Dealer is an Australian nu metalcore supergroup from Australia that was formed in 2018. The group is composed of vocalist Aidan Ellaz Holmes, drummer Joe Abikhair, guitarists Seth Murrant and Jake Rakose, and bassist Maurice Morfaw.

History

Following Aidan Holmes' departure from Alpha Wolf, he met with former Northlane member Alex Milovic, Capture drummer Joe Abikhair, Codeine King guitarist Josh Ang, and Iconoclast member David Wilder to form a new band. On 5 April 2019, they released their debut EP Soul Burn. Soul Burn being well received along with the announcement of being signed to Stay Sick Records.

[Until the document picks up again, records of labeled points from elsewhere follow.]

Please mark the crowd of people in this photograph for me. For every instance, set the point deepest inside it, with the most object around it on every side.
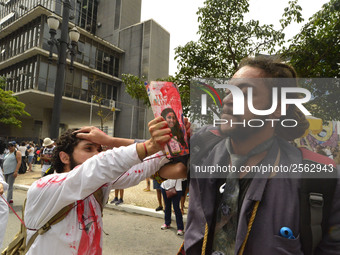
(268, 212)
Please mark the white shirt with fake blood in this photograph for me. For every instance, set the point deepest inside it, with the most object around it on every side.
(3, 210)
(81, 230)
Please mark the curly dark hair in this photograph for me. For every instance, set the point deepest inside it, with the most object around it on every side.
(66, 143)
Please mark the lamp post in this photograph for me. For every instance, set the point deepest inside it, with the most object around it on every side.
(62, 46)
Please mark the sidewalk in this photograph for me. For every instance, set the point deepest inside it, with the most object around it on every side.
(135, 199)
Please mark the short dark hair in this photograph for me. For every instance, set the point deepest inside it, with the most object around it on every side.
(275, 68)
(176, 130)
(66, 143)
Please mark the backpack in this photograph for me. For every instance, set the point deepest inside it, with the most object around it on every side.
(18, 245)
(316, 194)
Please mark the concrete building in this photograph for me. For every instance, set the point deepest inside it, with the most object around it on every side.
(112, 41)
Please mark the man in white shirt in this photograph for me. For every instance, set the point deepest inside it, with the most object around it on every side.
(3, 208)
(82, 170)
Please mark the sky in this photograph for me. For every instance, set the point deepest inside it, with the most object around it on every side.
(179, 18)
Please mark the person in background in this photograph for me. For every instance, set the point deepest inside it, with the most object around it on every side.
(3, 208)
(83, 181)
(185, 190)
(30, 150)
(46, 155)
(147, 185)
(175, 203)
(3, 205)
(23, 148)
(158, 189)
(117, 201)
(12, 164)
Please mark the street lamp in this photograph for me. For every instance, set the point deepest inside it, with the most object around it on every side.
(62, 46)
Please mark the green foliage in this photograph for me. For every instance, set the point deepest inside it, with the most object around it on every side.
(315, 52)
(97, 97)
(226, 38)
(10, 108)
(135, 87)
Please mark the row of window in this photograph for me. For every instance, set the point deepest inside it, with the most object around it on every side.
(21, 40)
(78, 84)
(20, 7)
(91, 53)
(22, 76)
(84, 11)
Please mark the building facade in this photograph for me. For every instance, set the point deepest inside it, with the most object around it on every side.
(112, 41)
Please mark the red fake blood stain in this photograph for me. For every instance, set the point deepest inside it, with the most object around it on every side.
(41, 183)
(91, 231)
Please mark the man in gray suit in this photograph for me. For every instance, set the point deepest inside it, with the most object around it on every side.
(253, 212)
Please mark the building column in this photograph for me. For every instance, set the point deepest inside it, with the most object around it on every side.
(47, 117)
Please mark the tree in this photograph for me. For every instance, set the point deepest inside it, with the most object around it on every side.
(97, 97)
(10, 108)
(315, 53)
(226, 38)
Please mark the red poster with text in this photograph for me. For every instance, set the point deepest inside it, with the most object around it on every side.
(166, 102)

On 22 July 2019, Wilder, Ang, and, Milovic left the band citing various reasons for their departure. Wilder citing irreconcilable differences between him and the remaining members, Ang citing a focus on his mental health, and Milovic citing a shift away from touring to focus on the managerial side of the band. They were replaced by former Capture bassist Maurice Morfaw, and The Gloom in the Corner guitarist Martin Wood. On 14 February 2020, the band released their second EP Saint. Following the release of Saint, they were joined by Harmed guitarist and Codeine King bassist Gabor Toth

Prior to the Covid-19 pandemic, the band would depart for their first and only U.S.A tour opening for American deathcore band Spite on their "The Root of All Evil" tour. They were joined by Varials, I AM, Orthodox, and UnityTX.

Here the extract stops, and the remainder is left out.